SecurityWeek reports that a critical vulnerability in Gitea, a widely used self-hosted Git service, is being actively exploited by attackers. The flaw, tracked as CVE-2026-20896, allows attackers to bypass authentication by sending a single crafted HTTP header, granting them unauthorised access to private repositories, secrets and other sensitive data stored in vulnerable Gitea instances. Researchers have observed active exploitation in the wild, with attackers targeting exposed Gitea servers to harvest source code, credentials and configuration data. Gitea is commonly used by development teams, DevOps engineers and organisations that prefer to self-host their code repositories rather than rely on cloud-based platforms such as GitHub or GitLab. The vulnerability affects unpatched versions of Gitea and requires no user interaction or prior access to exploit, making it particularly dangerous for internet-facing instances.
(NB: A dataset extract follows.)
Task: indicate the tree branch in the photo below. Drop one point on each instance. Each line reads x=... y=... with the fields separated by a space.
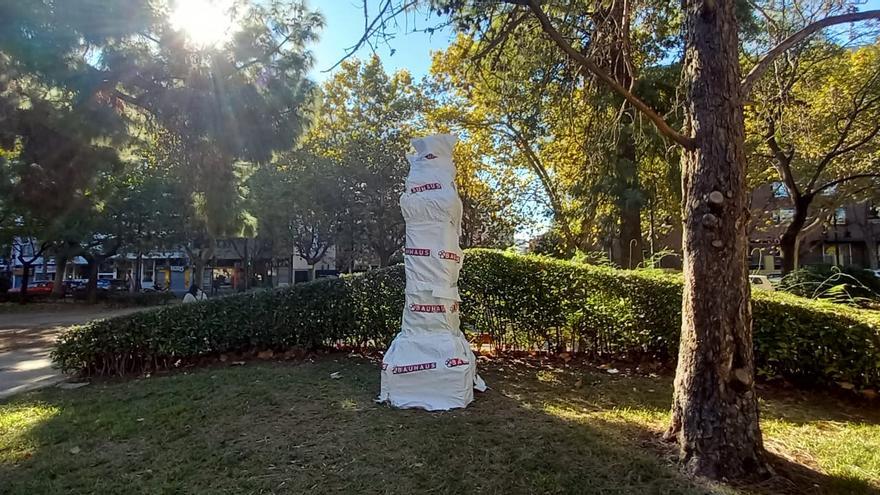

Why this matters for UK organisations

For UK organisations, this is a significant supply chain and intellectual property risk. Gitea instances often contain sensitive source code, API keys, database credentials, infrastructure configuration files and other secrets that, if compromised, could enable further attacks against production systems, cloud environments or customer data. The ease of exploitation and the active targeting of Gitea servers make this a high-priority issue for any organisation running self-hosted Git infrastructure. Development teams may not always be aware that their code repositories are exposed to the internet, or that patching responsibility sits with them rather than a managed service provider. The operational risk extends beyond the immediate compromise of source code: attackers can use stolen credentials and configuration data to move laterally into production environments, cloud platforms or third-party services. Organisations should also consider whether any repositories or secrets may have been accessed by unauthorised parties, and whether there is a need to rotate credentials, review access logs or investigate potential follow-on activity.

What to review

Check whether Gitea or other self-hosted Git services are in use across the organisation, ensure they are patched immediately, and review whether any repositories or secrets may have been accessed by unauthorised parties. Consider whether development teams have visibility into the security posture of their code repositories, and whether there is a process for rotating secrets and credentials if a compromise is suspected. Ensure there is clear ownership and accountability for patching and monitoring self-hosted development tools, and that these systems are included in regular vulnerability assessments and security reviews. This is also a prompt to review whether Gitea instances are exposed to the internet, whether access is restricted to authorised users, and whether there is monitoring in place to detect unusual access patterns or data exfiltration. Organisations should ensure that development infrastructure is treated with the same level of security rigour as production systems, and that there is a clear process for responding to vulnerabilities in self-hosted tools.